Les jours se suivaient et se ressemblaient, et à mesure que le temps passait, l'enfant du pays se rapprochait un peu plus de Cora. Ses cheveux argentés avaient repris leur éclat -presque doré- et son teint avait embrassé les rayons du soleil, chassant ce que la mort avait laissé derrière elle. Un sourire espiègle avait remplacé la moue qu'elle arborait encore il y a quelques mois ; et le toucher. Perséphone ne se laissait pas approcher en sortant des entrailles de la Terre, mais on l'avait vue, aujourd'hui au village, caresser la joue d'une fillette pour calmer ses pleurs.
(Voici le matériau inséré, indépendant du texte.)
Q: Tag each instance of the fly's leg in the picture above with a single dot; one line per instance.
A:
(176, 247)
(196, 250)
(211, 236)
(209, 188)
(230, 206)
Petit à petit, la Sicile retrouvait sa précieuse Cora, et bientôt on sembla oublier qu'elle était un jour partie.
Elle, en revanche, n'oubliait rien.
Perséphone quittait la ville tous les soirs -un peu avant le coucher du soleil, pour rejoindre les hauteurs de l'île où personne ne la dérangeait jamais. Son silence suffisait pour prétexter un besoin de solitude, qu'on lui accordait volontiers si tel était le prix à payer pour ne pas la contrarier.
Sauf que la déesse n'avait pas besoin d'être seule ; bien au contraire. Assise dans l'herbe, entourée des fleurs qu'elle faisait pousser tous les ans, elle attendait. Tous les soirs, elle regardait le soleil se coucher sur l'horizon, avec cet infime espoir de voir la terre s'ouvrir sur des ténèbres qui, progressivement, disparaissaient de sa mémoire comme un mauvais rêve.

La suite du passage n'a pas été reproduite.